You might also be interested in the shared port functionality in 7.5 too, discussed this year at Condor Week.

Best,


matt

On 07/13/2010 11:09 AM, Philip Papadopoulos wrote:
> 
> 
> On Tue, Jul 13, 2010 at 11:08 AM, Philip Papadopoulos
> <philip.papadopoulos@xxxxxxxxx <mailto:philip.papadopoulos@xxxxxxxxx>>
> wrote:
> 
>     Gary sent me what he was doing and I was able to see it locally -- I
>     believe I have figured out the
>     problem, but need some verification from Condor folks.
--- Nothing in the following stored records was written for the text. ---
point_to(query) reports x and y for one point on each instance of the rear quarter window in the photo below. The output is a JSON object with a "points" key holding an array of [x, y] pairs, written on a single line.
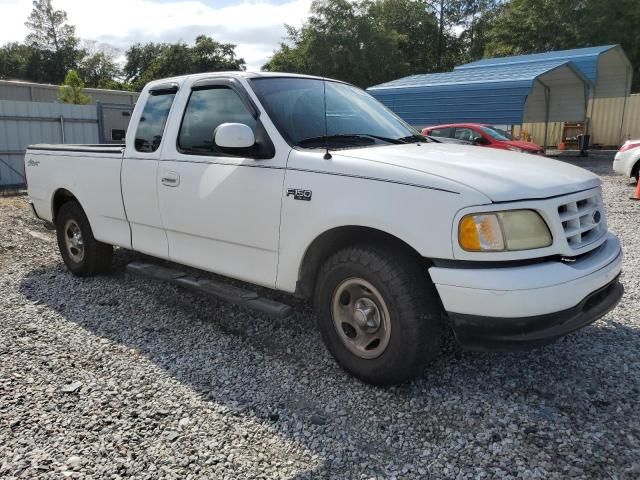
{"points": [[152, 122]]}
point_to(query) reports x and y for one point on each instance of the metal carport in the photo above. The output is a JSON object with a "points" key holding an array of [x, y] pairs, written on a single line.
{"points": [[607, 67], [502, 94]]}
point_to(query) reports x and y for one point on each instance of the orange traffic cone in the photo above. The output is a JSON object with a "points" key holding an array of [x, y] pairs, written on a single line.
{"points": [[636, 195]]}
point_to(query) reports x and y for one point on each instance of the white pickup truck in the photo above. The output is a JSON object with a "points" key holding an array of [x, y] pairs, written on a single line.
{"points": [[310, 186]]}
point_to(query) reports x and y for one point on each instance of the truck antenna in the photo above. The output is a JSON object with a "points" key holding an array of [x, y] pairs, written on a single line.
{"points": [[327, 155]]}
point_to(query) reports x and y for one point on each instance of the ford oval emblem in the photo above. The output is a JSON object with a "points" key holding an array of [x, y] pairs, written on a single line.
{"points": [[597, 216]]}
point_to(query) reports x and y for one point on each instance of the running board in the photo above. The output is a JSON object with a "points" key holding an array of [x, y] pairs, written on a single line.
{"points": [[239, 296]]}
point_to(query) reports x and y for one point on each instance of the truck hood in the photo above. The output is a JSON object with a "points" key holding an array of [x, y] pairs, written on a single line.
{"points": [[501, 175]]}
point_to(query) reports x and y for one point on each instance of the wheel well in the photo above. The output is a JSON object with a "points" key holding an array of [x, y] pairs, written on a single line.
{"points": [[338, 238], [61, 197]]}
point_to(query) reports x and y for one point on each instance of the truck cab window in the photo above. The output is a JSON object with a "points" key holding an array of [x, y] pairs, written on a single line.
{"points": [[206, 110], [152, 121]]}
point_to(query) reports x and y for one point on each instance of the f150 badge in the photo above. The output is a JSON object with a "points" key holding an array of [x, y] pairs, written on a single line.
{"points": [[299, 194]]}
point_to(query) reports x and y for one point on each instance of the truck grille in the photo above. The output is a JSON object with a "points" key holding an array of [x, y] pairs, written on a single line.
{"points": [[583, 219]]}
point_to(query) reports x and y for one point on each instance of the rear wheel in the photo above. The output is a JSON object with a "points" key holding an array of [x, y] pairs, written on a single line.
{"points": [[82, 253], [378, 314]]}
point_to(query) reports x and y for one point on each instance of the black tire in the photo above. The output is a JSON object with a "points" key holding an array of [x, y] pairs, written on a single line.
{"points": [[415, 313], [96, 256]]}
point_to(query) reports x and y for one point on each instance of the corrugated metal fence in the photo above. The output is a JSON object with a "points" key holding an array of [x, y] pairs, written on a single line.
{"points": [[606, 115], [26, 123]]}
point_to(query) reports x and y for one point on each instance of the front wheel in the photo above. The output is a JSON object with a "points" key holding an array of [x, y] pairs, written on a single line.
{"points": [[378, 314], [82, 253]]}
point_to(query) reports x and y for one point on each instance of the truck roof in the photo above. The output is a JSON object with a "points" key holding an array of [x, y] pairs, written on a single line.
{"points": [[233, 73]]}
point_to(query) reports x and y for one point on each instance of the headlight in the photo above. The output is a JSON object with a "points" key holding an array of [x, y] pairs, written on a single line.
{"points": [[500, 231]]}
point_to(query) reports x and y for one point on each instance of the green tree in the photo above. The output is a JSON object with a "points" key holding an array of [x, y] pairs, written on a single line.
{"points": [[54, 40], [71, 90], [150, 61], [364, 42], [14, 61], [99, 67]]}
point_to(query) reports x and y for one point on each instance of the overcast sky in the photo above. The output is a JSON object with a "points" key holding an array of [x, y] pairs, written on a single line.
{"points": [[256, 26]]}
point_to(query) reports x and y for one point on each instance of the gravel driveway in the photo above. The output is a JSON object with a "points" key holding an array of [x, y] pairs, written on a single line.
{"points": [[117, 377]]}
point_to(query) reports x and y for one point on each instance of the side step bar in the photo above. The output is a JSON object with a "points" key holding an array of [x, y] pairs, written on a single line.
{"points": [[239, 296]]}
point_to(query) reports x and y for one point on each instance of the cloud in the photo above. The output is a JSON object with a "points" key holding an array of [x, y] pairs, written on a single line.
{"points": [[255, 26]]}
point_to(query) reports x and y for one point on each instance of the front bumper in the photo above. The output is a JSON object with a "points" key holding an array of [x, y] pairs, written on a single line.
{"points": [[522, 306], [506, 334]]}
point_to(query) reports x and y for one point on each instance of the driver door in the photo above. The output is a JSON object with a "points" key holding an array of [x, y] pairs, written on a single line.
{"points": [[220, 207]]}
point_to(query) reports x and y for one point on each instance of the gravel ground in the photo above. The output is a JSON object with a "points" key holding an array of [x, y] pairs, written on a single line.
{"points": [[117, 377]]}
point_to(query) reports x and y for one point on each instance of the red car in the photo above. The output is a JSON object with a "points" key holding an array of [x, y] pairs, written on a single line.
{"points": [[484, 135]]}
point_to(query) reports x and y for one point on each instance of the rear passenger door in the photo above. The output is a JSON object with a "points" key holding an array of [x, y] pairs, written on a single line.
{"points": [[140, 172], [221, 208]]}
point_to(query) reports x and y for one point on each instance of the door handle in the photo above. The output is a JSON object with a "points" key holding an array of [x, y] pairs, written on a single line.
{"points": [[170, 179]]}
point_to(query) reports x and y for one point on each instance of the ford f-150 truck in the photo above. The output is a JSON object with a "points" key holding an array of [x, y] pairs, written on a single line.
{"points": [[310, 186]]}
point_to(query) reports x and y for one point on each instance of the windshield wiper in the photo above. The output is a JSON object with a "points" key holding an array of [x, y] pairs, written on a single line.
{"points": [[353, 136], [415, 138]]}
>     New to this condor roll is setting the range of ports that Condor
>     uses. The range is set by default to 40000 - 40050.
>     It looks like that with many jobs started at once, various elements
>     of condor were running out of ports.
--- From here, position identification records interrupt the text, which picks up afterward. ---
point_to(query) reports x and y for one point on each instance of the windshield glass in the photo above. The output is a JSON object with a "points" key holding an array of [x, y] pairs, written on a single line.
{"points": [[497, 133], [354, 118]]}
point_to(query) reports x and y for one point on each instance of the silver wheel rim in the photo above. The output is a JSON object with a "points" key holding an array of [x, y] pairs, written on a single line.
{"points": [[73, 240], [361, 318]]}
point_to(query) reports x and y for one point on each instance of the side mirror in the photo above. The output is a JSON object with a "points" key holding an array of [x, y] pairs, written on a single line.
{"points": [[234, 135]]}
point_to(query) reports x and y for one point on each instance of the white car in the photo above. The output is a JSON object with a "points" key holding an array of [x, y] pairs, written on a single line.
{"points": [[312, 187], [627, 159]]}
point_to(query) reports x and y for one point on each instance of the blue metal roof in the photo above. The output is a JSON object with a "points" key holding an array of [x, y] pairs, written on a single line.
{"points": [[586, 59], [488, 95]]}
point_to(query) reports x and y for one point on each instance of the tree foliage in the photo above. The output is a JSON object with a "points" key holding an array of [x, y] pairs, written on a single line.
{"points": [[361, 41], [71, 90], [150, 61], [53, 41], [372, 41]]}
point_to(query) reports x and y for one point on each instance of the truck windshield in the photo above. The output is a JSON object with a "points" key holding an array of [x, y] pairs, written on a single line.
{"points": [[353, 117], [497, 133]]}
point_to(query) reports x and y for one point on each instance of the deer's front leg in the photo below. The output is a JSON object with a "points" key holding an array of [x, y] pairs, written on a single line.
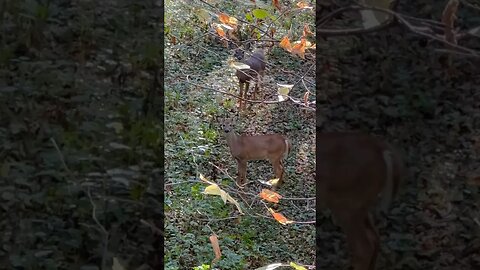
{"points": [[258, 80], [241, 95], [242, 171], [247, 85]]}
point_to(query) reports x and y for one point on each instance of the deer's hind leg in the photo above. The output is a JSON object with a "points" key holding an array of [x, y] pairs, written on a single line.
{"points": [[242, 171], [240, 100], [362, 241], [278, 170]]}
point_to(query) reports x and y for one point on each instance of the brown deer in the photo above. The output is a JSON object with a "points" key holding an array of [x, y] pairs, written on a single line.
{"points": [[352, 171], [257, 64], [272, 147]]}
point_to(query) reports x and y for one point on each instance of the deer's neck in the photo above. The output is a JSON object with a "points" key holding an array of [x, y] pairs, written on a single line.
{"points": [[232, 138]]}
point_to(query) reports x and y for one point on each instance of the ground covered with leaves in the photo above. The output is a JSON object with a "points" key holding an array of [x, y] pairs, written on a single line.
{"points": [[80, 135], [393, 84], [197, 66]]}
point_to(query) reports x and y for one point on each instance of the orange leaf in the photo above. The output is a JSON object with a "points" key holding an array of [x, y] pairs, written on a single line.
{"points": [[216, 247], [305, 97], [173, 40], [270, 196], [224, 18], [301, 4], [279, 217], [276, 4], [306, 30], [272, 31], [285, 43], [220, 31], [299, 48]]}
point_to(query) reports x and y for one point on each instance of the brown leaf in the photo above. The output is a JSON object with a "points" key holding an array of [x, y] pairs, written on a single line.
{"points": [[276, 4], [448, 18], [270, 196], [216, 248], [285, 43]]}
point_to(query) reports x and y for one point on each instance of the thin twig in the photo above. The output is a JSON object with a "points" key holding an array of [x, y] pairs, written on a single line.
{"points": [[60, 155], [102, 230]]}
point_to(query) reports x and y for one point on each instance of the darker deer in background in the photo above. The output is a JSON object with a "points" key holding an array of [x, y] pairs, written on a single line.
{"points": [[256, 62]]}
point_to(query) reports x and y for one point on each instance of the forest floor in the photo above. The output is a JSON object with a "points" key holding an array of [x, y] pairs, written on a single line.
{"points": [[80, 145], [194, 144]]}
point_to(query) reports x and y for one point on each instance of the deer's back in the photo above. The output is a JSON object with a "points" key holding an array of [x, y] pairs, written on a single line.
{"points": [[257, 65], [351, 167], [260, 147]]}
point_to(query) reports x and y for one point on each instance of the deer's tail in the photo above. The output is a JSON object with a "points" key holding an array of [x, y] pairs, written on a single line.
{"points": [[288, 146], [395, 173]]}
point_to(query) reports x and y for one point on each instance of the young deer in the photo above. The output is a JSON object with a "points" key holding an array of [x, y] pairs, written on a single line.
{"points": [[256, 62], [272, 147], [352, 171]]}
>     e.g in the ShadowLog file
>     07/13 10:07:57 (5.0) (10432): Request to run on compute-0-31-0.local
>     <10.1.255.218:40037 <http://10.1.255.218:40037>> was ACCEPTED
>     07/13 10:07:59 (5.0) (10432): Sock::bindWithin - failed to bind any
>     port within (40000 ~ 40050)
>     07/13 10:07:59 (5.0) (10432): RemoteResource::killStarter(): Could
>     not send command to startd
>     07/13 10:07:59 (5.0) (10432): Sock::bindWithin - failed to bind any
>     port within (40000 ~ 40050)
>     07/13 10:07:59 (5.0) (10432): Can't connect to queue manager:
>     CEDAR:6001:Failed to connect to <198.202.88.76:40040
>     <http://198.202.88.76:40040>>
> 
>     Removing the port range restriction completely on both the collector
>     and worker nodes seems to resolve the issue.
>     (Gary you can comment out PORTHIGH and PORTLOW commands in your
>     /opt/condor/etc/condor.config.local 
> 
> That should be LOWPORT and HIGHPORT  in condor_config.local
> -P
> 
>     files and restart Condor everywhere to see if resolves your
>     issue).   (I  also need to fix something in the Rocks roll to make
>     this work a little more intelligently. )
> 
>     Condor Team,
>     What seems to be a reasonable minimal size of the Condor Port range?
> 
>     -P
> 
> 
> 
>     On Tue, Jul 13, 2010 at 9:00 AM, Philip Papadopoulos
>     <philip.papadopoulos@xxxxxxxxx
>     <mailto:philip.papadopoulos@xxxxxxxxx>> wrote:
> 
>         Gary,
>         Can you put a tar file/instructions for me to download the same
>         thing you are doing and I will try to run on  a cluster here in
>         San Diego to see if I see the same results?
> 
>         Thanks,
>         Phil
> 
> 
> 
>         On Tue, Jul 13, 2010 at 8:56 AM, Gary Orser <garyorser@xxxxxxxxx
>         <mailto:garyorser@xxxxxxxxx>> wrote:
> 
>             Nope, added HOSTALLOW_READ, same symptom
>             on head /etc/init.d/rocks-condor restart
> 
> 
>             for i in `seq 1 100` ; do condor_submit
>             subs/ncbi++_blastp.sub ; done
> 
>             Submitting job(s).
>             Logging submit event(s).
>             1 job(s) submitted to cluster 106.
>             .
>             .
>             .
>             Logging submit event(s).
>             1 job(s) submitted to cluster 137.
> 
>             WARNING: File
>             /home/orser/tests/results/ncbi++_blastp.sub.137.0.err is not
>             writable by condor.
> 
>             WARNING: File
>             /home/orser/tests/results/ncbi++_blastp.sub.137.0.out is not
>             writable by condor.
> 
>             Can't send RESCHEDULE command to condor scheduler
>             Submitting job(s)
>             ERROR: Failed to connect to local queue manager
>             CEDAR:6001:Failed to connect to <153.90.184.186:40031
>             <http://153.90.184.186:40031>>
> 
> 
> 
>             On Tue, Jul 13, 2010 at 9:46 AM, Gary Orser
>             <garyorser@xxxxxxxxx <mailto:garyorser@xxxxxxxxx>> wrote:
> 
>                 [root@bugserv1 ~]# condor_config_val -dump | grep ALL
>                 ALL_DEBUG =
>                 ALLOW_ADMINISTRATOR = $(CONDOR_HOST)
>                 ALLOW_NEGOTIATOR = $(CONDOR_HOST)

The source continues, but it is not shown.